Criando Marcos que são legais


Só para clarear, o “legais” do título é sinônimo de “massa”, “joinha”, bons, “cool”!


Na semana passada, fui convidado a opinar sobre o projeto de lei do novo Marco Legal Estadual de Ciência, Tecnologia e Inovação do Rio Grande do Norte, depoimento que ficou registrado na coluna Políticas de C&T do Nossa Ciência.


Quase uma semana depois, recebi (e ainda estou recebendo) vários “toques”. Todos os feedbacks - prós ou contras -, ajudaram muito a refinar o olhar sobre minhas próprias declarações. Venho aqui in site agradecer à audiência pelas contribuições, sempre bem-vindas!
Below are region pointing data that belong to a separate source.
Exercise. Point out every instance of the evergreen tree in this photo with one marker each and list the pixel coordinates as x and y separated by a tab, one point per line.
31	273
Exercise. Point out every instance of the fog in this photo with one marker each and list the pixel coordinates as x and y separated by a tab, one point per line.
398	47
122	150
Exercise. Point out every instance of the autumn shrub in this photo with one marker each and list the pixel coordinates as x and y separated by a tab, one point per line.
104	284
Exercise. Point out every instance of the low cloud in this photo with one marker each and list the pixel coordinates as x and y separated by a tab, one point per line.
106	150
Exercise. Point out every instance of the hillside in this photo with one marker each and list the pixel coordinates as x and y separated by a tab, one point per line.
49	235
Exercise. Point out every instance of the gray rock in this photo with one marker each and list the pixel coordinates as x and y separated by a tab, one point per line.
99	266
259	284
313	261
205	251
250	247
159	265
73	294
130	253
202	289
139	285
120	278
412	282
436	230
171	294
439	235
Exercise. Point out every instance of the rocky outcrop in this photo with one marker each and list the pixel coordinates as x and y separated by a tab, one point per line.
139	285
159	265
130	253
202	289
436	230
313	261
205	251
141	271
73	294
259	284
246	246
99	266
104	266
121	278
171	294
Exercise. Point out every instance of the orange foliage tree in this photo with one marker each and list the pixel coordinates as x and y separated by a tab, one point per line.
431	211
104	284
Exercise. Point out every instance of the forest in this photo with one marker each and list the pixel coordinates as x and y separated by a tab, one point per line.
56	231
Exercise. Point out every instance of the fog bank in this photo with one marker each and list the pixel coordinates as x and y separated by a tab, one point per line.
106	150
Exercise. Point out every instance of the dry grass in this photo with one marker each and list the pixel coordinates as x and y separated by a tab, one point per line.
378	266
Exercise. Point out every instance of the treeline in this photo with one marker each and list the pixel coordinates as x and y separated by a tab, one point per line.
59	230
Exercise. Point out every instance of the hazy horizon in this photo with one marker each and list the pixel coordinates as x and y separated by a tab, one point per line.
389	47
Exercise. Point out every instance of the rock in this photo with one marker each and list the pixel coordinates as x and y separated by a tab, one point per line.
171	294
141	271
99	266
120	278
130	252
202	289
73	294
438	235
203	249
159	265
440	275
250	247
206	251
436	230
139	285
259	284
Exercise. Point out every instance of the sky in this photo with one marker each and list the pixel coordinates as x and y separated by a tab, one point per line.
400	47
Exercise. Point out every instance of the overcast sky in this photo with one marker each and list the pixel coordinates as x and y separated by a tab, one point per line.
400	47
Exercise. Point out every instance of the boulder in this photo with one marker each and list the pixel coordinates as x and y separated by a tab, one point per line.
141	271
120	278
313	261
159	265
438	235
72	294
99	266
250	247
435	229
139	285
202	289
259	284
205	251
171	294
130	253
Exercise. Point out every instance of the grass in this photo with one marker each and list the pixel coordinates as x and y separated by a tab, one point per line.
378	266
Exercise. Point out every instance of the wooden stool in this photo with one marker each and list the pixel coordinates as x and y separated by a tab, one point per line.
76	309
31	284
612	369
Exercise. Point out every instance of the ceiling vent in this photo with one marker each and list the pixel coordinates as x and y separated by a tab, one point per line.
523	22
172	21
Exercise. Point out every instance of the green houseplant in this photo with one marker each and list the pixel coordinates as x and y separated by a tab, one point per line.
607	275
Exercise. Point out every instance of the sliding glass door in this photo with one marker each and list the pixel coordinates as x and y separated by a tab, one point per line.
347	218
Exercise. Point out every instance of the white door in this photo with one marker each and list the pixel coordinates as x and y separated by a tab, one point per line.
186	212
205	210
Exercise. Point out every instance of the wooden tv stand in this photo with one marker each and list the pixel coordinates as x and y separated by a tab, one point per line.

Mesmo estando em um momento Zen de minha vida, alguns comentários mais “animadinhos” do tipo “Ok, ‘bonitão’, e qual é sua proposta, como você criaria um Marco que funcionasse?”, foram suficientemente provocantes a ponto de me estimularem a escrever este artigo. Toques como estes vieram à baia por eu ter insinuado que o Novo Marco Estadual em CTI, seguindo a jornada de sua inócua e antecessora potiguar Lei Complementar Nº 478/2002, é, apenas para mim, claro, mais uma peça de alta complexidade retórica, de difícil compreensão e, por consequência, de baixa execução, uma forma mais extensa de dizer que não terá efeito perceptível.


Novos Marcos são sempre bem-vindos, não tenho dúvidas. O que me incomoda sempre é que, em minha mente, novas coisas deveriam também ser acompanhadas de novas formas de serem feitas, pois já que se apostou em algo novo é porque “algo velho” já não estava mais dando conta. O motivo poderia ser, exatamente, não a proposta do conteúdo, mas a forma de como foi feita. Sendo assim, porque utilizar o mesmo método de feitura para o novo Marco, já que o anterior também não funcionou? É como se um brinquedo quebrado pudesse voltar a funcionar se fosse embalado com um novo papel de presente.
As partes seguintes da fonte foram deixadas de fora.